Вдруг — сам не знаю, как именно это случилось: от неожиданности я не уследил — Панург, не говоря худого слова, швырнул кричавшего и блеявшего барана прямо в море. Вслед за тем и другие бараны, кричавшие и блеявшие ему в лад, начали по одному скакать и прыгать за борт. Началась толкотня — всякий норовил первым прыгнуть вслед за товарищем. Удержать их не было никакой возможности, — вы же знаете баранью повадку: куда один, туда и все. Недаром Аристотель в IX кн. De Histo. animal[939] называет барана самым глупым и бестолковым животным.
Купец, в ужасе, что бараны гибнут и тонут у него на глазах, всеми силами старался остановить их и не пустить. Все было напрасно. Бараны друг за дружкой прыгали в море и гибли. Наконец он ухватил за шерсть крупного, жирного барана и втащил его на палубу, — он надеялся таким образом не только удержать его самого, но и спасти всех остальных. Баран, однако ж, оказался до того сильным, что увлек за собою в море купца, и купец утонул, — так некогда бараны одноглазого циклопа Полифема вынесли из пещеры Одиссея и его спутников. Пастухи и гуртовщики тоже начали было действовать: они хватали баранов кто за рога, кто за ноги, кто за шерсть, но и эти бараны очутились в море и так же бесславно погибли.
Панург с веслом в руках стоял подле камбуза, но не для того, чтобы помочь гуртовщикам, а чтобы не дать им взобраться на корабль и спастись от гибели в морской пучине, и, точно какой-нибудь там брат Оливье Майар или брат Жан Буржуа,[940] говорил прекрасную проповедь: рассыпая цветы красноречия, он описывал им печали мира сего, радость и блаженство жизни вечной, доказывал, что отошедшие в мир иной счастливее живущих в сей юдоли скорби, и обещал по возвращении из Фонарии в знак особого почета построить каждому из них на самой вершине горы Сени кенотаф[941] и усыпальницу, тем же, кому еще, дескать, не надоело жить с людьми и идти ко дну не очень хочется, он желал, чтобы им посчастливилось встретиться с китом, который на третий день, как Иону, извергнул бы их целыми и невредимыми где-нибудь в Атласной стране.

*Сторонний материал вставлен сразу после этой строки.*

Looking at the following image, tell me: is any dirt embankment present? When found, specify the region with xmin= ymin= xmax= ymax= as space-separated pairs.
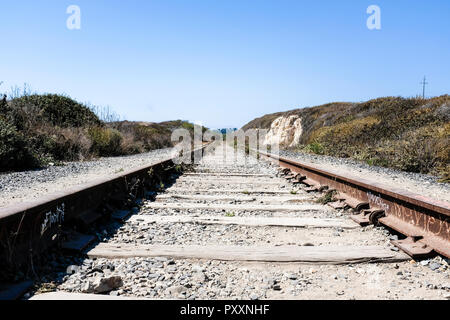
xmin=243 ymin=95 xmax=450 ymax=182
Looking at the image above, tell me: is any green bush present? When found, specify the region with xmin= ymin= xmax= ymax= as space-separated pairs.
xmin=0 ymin=118 xmax=38 ymax=171
xmin=11 ymin=94 xmax=101 ymax=128
xmin=89 ymin=127 xmax=123 ymax=157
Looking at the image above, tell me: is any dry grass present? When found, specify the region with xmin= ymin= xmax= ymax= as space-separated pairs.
xmin=244 ymin=95 xmax=450 ymax=181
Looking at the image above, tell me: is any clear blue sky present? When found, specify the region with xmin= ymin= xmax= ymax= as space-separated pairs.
xmin=0 ymin=0 xmax=450 ymax=128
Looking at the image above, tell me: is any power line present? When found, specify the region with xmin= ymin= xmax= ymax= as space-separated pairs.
xmin=420 ymin=76 xmax=428 ymax=99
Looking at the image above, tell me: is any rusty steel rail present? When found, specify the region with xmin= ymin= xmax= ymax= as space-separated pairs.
xmin=0 ymin=145 xmax=206 ymax=271
xmin=259 ymin=152 xmax=450 ymax=258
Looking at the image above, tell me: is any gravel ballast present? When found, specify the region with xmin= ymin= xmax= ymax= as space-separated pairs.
xmin=280 ymin=150 xmax=450 ymax=202
xmin=0 ymin=148 xmax=176 ymax=207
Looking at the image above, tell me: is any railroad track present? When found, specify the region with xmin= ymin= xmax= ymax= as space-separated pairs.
xmin=0 ymin=145 xmax=450 ymax=300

Когда же на корабле не оказалось ни купца, ни баранов, Панург вскричал:
— Хоть одна живая баранья душа здесь осталась? Где теперь стадо Тибо Ягненка?[942] Или же стадо Реньо Барашка, любившее поспать, в то время как другие стада паслись? Не знаю. Старая военная хитрость. Что ты на это скажешь, брат Жан?
— Ловко это у тебя вышло, — отвечал брат Жан. — Я ничего в том дурного не вижу, скажу лишь, что в прежнее время на войне перед сражением или же приступом солдатам обыкновенно обещали за этот день двойную плату; если они сражение выигрывали, то на расплату с ними денег хватало с избытком; если ж проигрывали, то им стыдно было требовать плату, как постеснялись беглецы-грюйерцы после сражения при Серизоле[943], — вот бы и тебе подождать расплачиваться, тогда денежки остались бы у тебя в кошельке.
— Плевать мне на деньги! — сказал Панург. — Я доставил себе удовольствие более чем на пятьдесят тысяч франков, клянусь Богом! А теперь, благо ветер попутный, можно и двинуться. Слушай, брат Жан: нет человека, сделавшего мне что-нибудь приятное, которого бы я не отблагодарил или, во всяком случае, не поблагодарил. Я добро помнил, помню и буду помнить. Но нет также человека, сделавшего мне что-нибудь неприятное, который бы впоследствии не раскаялся — не на этом, так на том свете. Со мной шутки плохи.
— Погубишь ты свою душу, черт окаянный, — молвил брат Жан. — Сказано у нас в служебнике: Mihi vindictam[944] и так далее.